London 2012 International Broadcast Centre completed
The International Broadcast Centre venue is the fifth to be completed on the Olympic Park.
The 275m-long building will form part of the Main Media Complex – a 24-hour media hub which also includes the Main Press Centre (MPC). The complex will cater for over 20,000 broadcasters, photographers and print journalists – bringing the Games to an estimated four billion people worldwide.
It has been designed to be as flexible as possible to accommodate a range of potential tenants and uses after the Games.

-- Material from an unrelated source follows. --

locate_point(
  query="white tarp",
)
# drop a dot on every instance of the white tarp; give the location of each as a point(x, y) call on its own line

A high street will support both the IBC and MPC, containing dedicated retail, leisure and support services, accessed only by accredited press and broadcasters. The complex will also have a catering village and a multi-storey car park links the two main venues together via a structure which includes a conference room for up to 700 people.
ODA Chairman John Armitt said: “The Olympic Park project is on schedule and within budget. Today’s announcement of the completion of the International Broadcast Centre (IBC) means that with over a year to go to the Games five of the six main venues on the site have now finished construction, allowing time for LOCOG to install overlay and run test events.
“The ODA has hit all of its milestones to date and we are firmly on track to deliver the venues and infrastructure required for the Games and in legacy as planned.”
Olympics Minister Hugh Robertson said: “The IBC is fundamental to the worldwide success of the Games housing thousands of the world’s media and sending pictures right across the world. As one of the largest venues on the Park, its completion with a year to go is a great achievement, and is yet another example of businesses across the country coming together to deliver for the United Kingdom.”
The Mayor of London Boris Johnson said: “The capital is going to be at the centre of global media attention during the summer of 2012, with thousands of broadcasters descending on London’s great sporting spectacular.
“As well as providing them with a world class facility to tell the story of the Games, we aim to make the fantastic International Broadcast Centre the focus of a new high-tech creative hub to benefit the capital for years to come.”
Ed. You have to wonder why this building doesn’t have more life about it. Allies and Morrison have a good pedigree for elegant, simple buildings but this doesn’t appear to match their normal standards.
With the compromises to the Aquatics Centre by Zaha Hadid Architects, the pedestrian station and the lack of spark in the main stadium it appears as though the Olympics will be ready on time but look unlikely to form an integrated piece of refined architecture. This is a wasted opportunity, the freedom inherent in these typologies should have resulted in a fantastic array of buildings.